On 3 December, Guilin Layn Natural Ingredients Corp. (Layn) and Jiangnan University (JU) signed an agreement to jointly develop key technologies related to Microbial Synthesis of Natural Sweeteners.
The 2 parties will combine their synergistic strengths in technical expertise, scientific research platform, commercialisation and other aspects to speed up the development, application and industrialisation of synthetic biology-related technologies for natural sweeteners.
The contract lasts for 5 years until December 2027 and will incur a technology development expense of up to US$1.68 million, which will spread across 5 development phases.
The research team from the School of Biotechnology and Science Centre for Future Food of JU will be held to task for this project.

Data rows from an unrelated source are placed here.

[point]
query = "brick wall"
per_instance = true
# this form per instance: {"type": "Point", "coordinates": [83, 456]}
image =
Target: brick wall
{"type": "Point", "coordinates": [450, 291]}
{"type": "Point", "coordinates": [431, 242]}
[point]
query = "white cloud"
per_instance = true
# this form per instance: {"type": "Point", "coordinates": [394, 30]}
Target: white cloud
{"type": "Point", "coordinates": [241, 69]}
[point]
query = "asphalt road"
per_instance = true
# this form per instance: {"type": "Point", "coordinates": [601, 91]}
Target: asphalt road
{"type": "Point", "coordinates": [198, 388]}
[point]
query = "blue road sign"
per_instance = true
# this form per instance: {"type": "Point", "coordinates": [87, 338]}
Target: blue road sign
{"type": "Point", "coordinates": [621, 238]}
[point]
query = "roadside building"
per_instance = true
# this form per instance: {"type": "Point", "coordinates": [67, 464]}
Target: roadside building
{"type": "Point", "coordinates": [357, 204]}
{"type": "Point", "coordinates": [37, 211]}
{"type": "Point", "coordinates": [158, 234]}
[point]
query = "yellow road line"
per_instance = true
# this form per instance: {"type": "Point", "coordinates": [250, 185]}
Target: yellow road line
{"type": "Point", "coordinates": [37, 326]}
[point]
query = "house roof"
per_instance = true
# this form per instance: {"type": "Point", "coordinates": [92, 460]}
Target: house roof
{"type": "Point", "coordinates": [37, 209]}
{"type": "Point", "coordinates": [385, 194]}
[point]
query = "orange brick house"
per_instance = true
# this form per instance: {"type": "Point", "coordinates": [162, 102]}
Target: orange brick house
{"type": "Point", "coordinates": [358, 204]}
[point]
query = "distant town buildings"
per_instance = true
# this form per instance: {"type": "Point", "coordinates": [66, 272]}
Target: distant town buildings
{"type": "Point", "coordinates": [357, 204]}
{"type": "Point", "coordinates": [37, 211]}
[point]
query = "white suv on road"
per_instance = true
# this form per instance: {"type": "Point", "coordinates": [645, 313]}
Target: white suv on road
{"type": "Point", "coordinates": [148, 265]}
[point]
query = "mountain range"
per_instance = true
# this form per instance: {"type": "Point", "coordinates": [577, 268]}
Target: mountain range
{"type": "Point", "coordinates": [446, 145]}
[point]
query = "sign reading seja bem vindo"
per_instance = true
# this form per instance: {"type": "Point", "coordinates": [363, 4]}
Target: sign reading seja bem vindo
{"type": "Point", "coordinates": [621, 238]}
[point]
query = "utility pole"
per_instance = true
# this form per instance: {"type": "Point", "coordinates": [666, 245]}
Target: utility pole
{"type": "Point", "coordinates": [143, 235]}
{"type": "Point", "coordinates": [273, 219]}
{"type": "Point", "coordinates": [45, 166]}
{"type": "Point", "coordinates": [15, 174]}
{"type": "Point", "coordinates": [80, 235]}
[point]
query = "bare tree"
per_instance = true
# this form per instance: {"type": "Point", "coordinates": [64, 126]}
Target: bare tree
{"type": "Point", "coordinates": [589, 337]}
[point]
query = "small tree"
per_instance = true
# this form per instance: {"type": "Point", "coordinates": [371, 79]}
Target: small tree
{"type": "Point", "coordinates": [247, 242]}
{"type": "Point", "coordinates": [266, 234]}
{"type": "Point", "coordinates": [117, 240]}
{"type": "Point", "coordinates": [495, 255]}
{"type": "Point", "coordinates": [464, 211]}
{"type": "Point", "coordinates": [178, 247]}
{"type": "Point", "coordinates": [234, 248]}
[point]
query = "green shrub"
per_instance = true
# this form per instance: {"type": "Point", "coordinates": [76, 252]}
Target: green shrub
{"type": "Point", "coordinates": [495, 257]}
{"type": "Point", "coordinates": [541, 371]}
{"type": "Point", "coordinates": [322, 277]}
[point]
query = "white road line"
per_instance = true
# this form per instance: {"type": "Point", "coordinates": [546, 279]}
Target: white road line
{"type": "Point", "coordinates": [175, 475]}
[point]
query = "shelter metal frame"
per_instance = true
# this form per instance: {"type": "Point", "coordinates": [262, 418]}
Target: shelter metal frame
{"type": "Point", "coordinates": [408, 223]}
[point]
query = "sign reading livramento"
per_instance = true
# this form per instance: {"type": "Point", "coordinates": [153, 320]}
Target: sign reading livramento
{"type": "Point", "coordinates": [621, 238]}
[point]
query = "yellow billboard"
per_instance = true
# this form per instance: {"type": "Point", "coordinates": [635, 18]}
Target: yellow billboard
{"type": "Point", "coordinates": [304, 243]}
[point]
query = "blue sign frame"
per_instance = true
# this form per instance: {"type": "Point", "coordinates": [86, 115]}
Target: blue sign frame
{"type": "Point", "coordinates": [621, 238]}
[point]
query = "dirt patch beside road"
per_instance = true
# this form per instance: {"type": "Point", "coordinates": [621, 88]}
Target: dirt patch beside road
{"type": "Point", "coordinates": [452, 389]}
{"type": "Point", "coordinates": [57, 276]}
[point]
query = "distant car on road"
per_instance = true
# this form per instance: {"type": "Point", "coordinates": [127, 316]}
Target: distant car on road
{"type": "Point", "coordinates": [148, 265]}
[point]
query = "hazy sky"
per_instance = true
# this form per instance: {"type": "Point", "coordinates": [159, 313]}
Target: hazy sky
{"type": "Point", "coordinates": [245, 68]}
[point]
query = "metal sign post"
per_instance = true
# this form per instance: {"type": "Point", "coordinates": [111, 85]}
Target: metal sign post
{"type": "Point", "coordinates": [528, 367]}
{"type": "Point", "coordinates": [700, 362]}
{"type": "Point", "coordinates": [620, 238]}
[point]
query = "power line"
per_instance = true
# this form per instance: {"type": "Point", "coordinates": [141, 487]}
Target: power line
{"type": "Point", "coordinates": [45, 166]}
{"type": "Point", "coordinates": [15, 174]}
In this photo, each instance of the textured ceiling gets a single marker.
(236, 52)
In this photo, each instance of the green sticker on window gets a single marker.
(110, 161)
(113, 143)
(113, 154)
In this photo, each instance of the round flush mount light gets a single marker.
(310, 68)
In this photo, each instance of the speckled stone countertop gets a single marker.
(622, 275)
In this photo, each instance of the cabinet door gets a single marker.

The team focuses on the research of synthetic biotechnology related to food, metabolic pathway and the control and optimisation of biological processes.
JU is in charge of engineering the strain that can synthesise mogrosides and other sweeteners ingredients from scratch and this will be spread across the 5 phases.
Both partners will jointly apply for patent and ownership rights for their invention relating to the microbial synthesis of mogrosides and other natural sweeteners.
Earlier in November, Layn had also announced its purchase of stevia microbial enzyme conversion technology owned by Jiangsu Svetia Bioscience and Technology Co., Ltd. at US$4.04 million.
These 2 investments represent an important step for Layn to explore new biosynthesis technology routes and produce stevia and mogrosides by microbial fermentation, which can help Layn reduce the production costs of natural sweeteners, increase its productivity and maintain its competitive edge in the natural sweetener market in the long run.
Layn has been focusing on the plant extract industry and its products include natural sweeteners, industrial-grade marijuana and tea extract. Stevia and mogrosides are Layn’s main products. Previously, Layn used plant extraction technology to extract stevia from Stevia rebaudiana Bertoni and extract mogrosides from monk fruit.